On 17 January 1797 Roberts married Mary Brees of Coed Perfydau, Llanbrynmair, who died on 9 March 1848. By her he had three sons—Samuel (1800–1885) and John (1804–1884), who are separately noticed—and Richard, besides two daughters, one of whom, Maria, was the mother of John Griffith (1821–1877), a Welsh journalist, widely known as ‘Y Gohebydd.’

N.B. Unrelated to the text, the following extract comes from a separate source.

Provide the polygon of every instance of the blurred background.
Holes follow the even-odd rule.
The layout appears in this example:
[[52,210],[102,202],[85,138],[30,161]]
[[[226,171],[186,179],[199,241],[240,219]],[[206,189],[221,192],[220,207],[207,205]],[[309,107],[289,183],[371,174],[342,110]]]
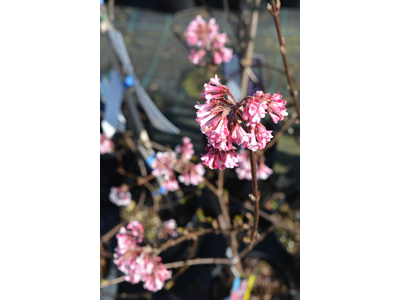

Roberts was noted for his suavity of temper and eminent piety. His theological views, which were moderately Calvinistic, he expounded in "Dybenion Marwolaeth Crist" ("The Ends of Christ's Death"), Carmarthen, 1814, 12mo. This evoked a tedious controversy, in which Roberts was bitterly assailed by Arminians on the one hand and by ultra-Calvinists on the other. Thomas Jones (1756–1820) of the latter school replied to Roberts, and this drew from him in 1820 "Galwad Ddifrifol ar Ymofynwyr am y Gwirionedd," Dolgelly, 12mo (‘A Serious Call to Inquirers for the Truth’), which was endorsed by leading independent ministers (Rees, Protestant Nonconformity in Wales, pp. 431–3). A second edition of Jones's work and of Roberts's reply was issued in one volume in 1885 (Bala, 8vo).

In addition to the above, and contributions to magazines, including the "Evangelical Magazine," of which he was a trustee, Roberts's chief works were:

- "Anerchiad Caredigol at bawb sydd yn dymuno gwybod y gwirionedd," 1806.
- "Galwad Garedigol ar yr Arminiaid" (Dolgelly, 1807), of which an English version was also issued under the title "A Friendly Address to the Arminians," &c. (1809), followed by "A Second Address to the Arminians," which was a rejoinder to a reply by a T. Brocas of Shrewsbury ("Universal Goodness," &c., 1808, 12mo) to the first address.
- "Cyfarwyddiadau ac Anogaethau i Gredinwyr," &c. ("Directions and Counsels to Believers"), Bala, 1809, 12mo [this was reprinted in "Y Dysgedydd" for 1824].
- "Hanes Bywyd y Parch. Lewis Rees" (a biography of Lewis Rees, 1710–1800), Carmarthen, 1814, 12mo.
- "Y Wenynen" (a collection of short anecdotes), 1816.